The Rams would have settled on Bradford at some point last week. They would have started contract negotiations with Bradford's agents to get him signed before the draft and eliminate any possibility of a ruinous JaMarcus Russell-like holdout. Bradford said that he was amenable to signing with the Rams early but the team "never presented a contract."
"If they haven't pulled the trigger, how could there be a contract?" Bradford said.
The Rams have won six games in three seasons, finishing progressively worse each year. They let two marquee signal-callers (Matt Ryan and Mark Sanchez) slip away in the past two drafts. St. Louis can't make the same mistake again -- unless they're not completely sold on Bradford and the massive price tag that could include $50 million in guaranteed cash for an unproven NFL commodity.
I asked Bradford why a team that desperately needs a franchise quarterback and has a chance to draft a highly-touted one like himself hadn't already done so. Bradford flashed a polite smile and said, "It's probably a little more complicated than that. Obviously, it's a big decision for their organization. They can wait as long as they want. They don't have to make a decision until tomorrow night. I think they're just weighing their options, making sure that they're 100 percent sure of what they want to do."
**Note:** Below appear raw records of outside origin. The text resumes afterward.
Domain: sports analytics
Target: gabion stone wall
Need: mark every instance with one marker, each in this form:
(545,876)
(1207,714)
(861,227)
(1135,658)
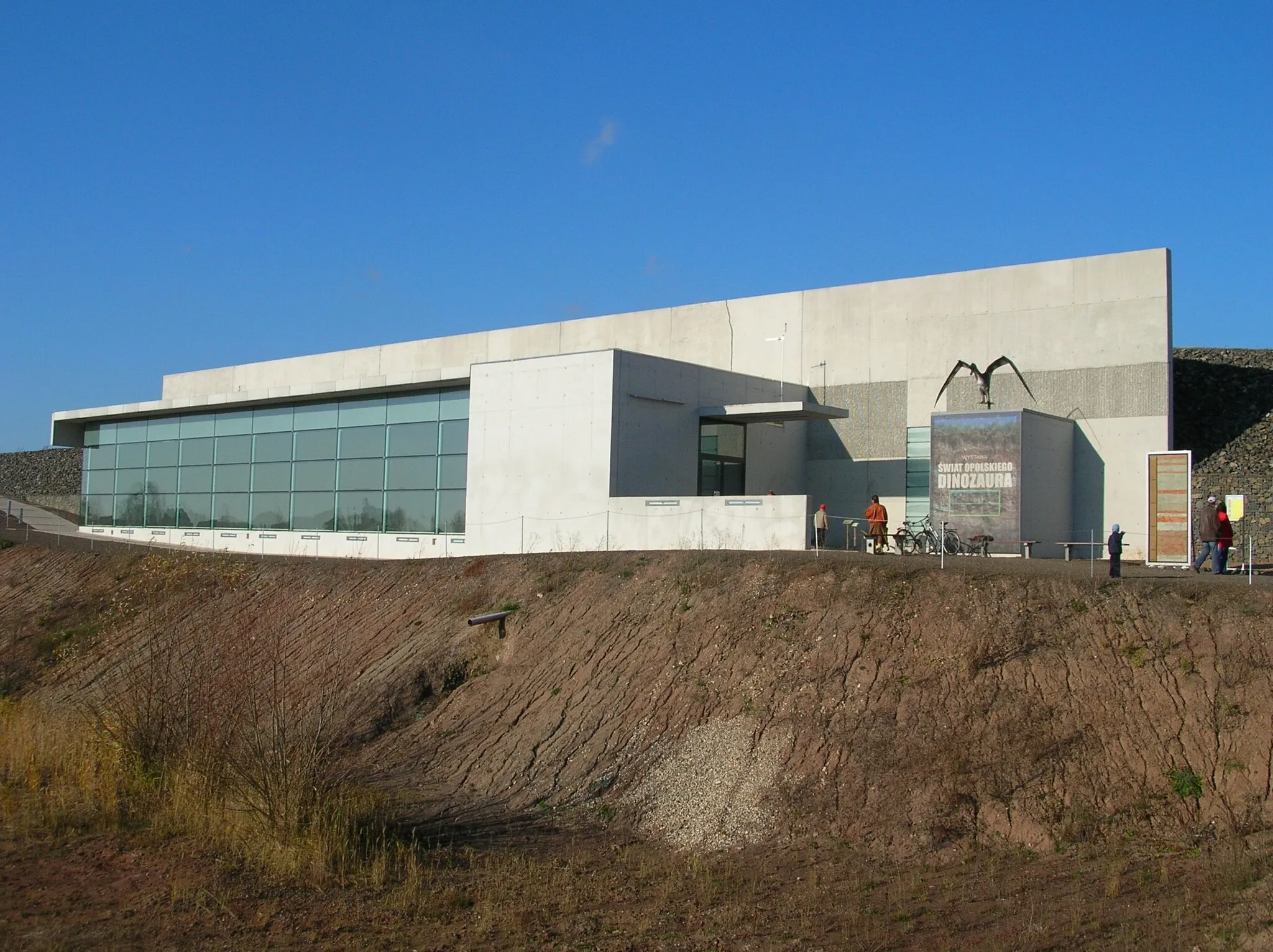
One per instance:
(44,472)
(1224,411)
Bradford can do nothing more on his end to convince the Rams of his worth. Bradford did every pre-draft passing drill asked of him and proved his surgically repaired throwing shoulder was sound. He met extensively with Rams officials and coaches during private interviews. He got stronger, bulking his 6-foot-4 frame up to 236 pounds. Bradford can't do anything about missing last season and the "fragile" label placed upon him. But his outstanding 2008 campaign -- 50 touchdowns, eight interceptions, 4,720 yards, 67.9 completion percentage – was good enough to potentially make Bradford the No. 1 pick in last year's draft ahead of Matthew Stafford had he turned pro.
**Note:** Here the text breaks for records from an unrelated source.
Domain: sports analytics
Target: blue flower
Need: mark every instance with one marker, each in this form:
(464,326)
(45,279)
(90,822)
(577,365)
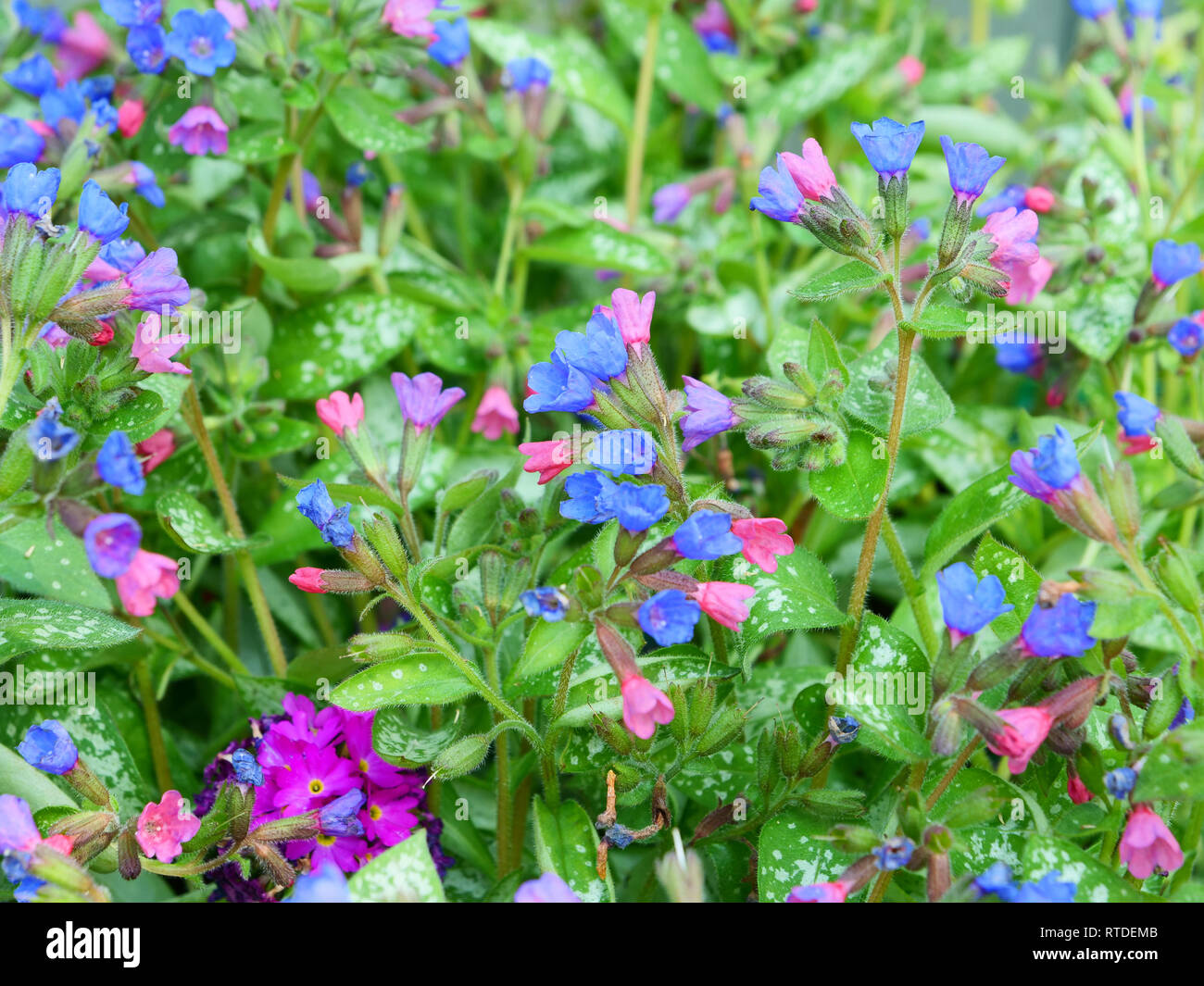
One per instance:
(590,497)
(48,748)
(706,535)
(558,387)
(546,601)
(48,438)
(200,41)
(889,144)
(970,168)
(624,452)
(1120,782)
(967,604)
(245,768)
(1060,631)
(1187,335)
(779,196)
(34,76)
(670,617)
(1173,261)
(132,13)
(147,47)
(450,44)
(639,507)
(119,464)
(598,353)
(314,504)
(895,853)
(1136,414)
(1012,196)
(19,143)
(529,71)
(1094,8)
"It's definitely been a rollercoaster for me coming off the injury," Bradford said. "There are so many different emotions I've felt over the past couple months. When I decided to have the surgery, you're not nervous but you're anxious to see how your shoulder is going to come back. Sometimes it's a little stressful because when you don't throw a ball in so long, you're not sure how you're going to be able to throw. With only four or five weeks to get ready for my pro day, at times that wore on me mentally.
"But in the end, I realize I'm extremely fortunate. There are guys who would kill to be in this situation. I realize I'm blessed and have tried to have as much fun and go with the flow as much as I can the past couple of months."
The pre-draft ride ends Thursday night, here. A new journey then begins – whether in St. Louis or elsewhere.
"At the end of the day, I realize that's not my decision," Bradford said about wanting to become the draft's No. 1 pick. "I've done everything I can at this point. I've shown them the type of player and person I am. Now it's up to the organization."
Should it be the Rams, that organization sure has a funny way of showing Bradford it's genuinely excited to have him under center.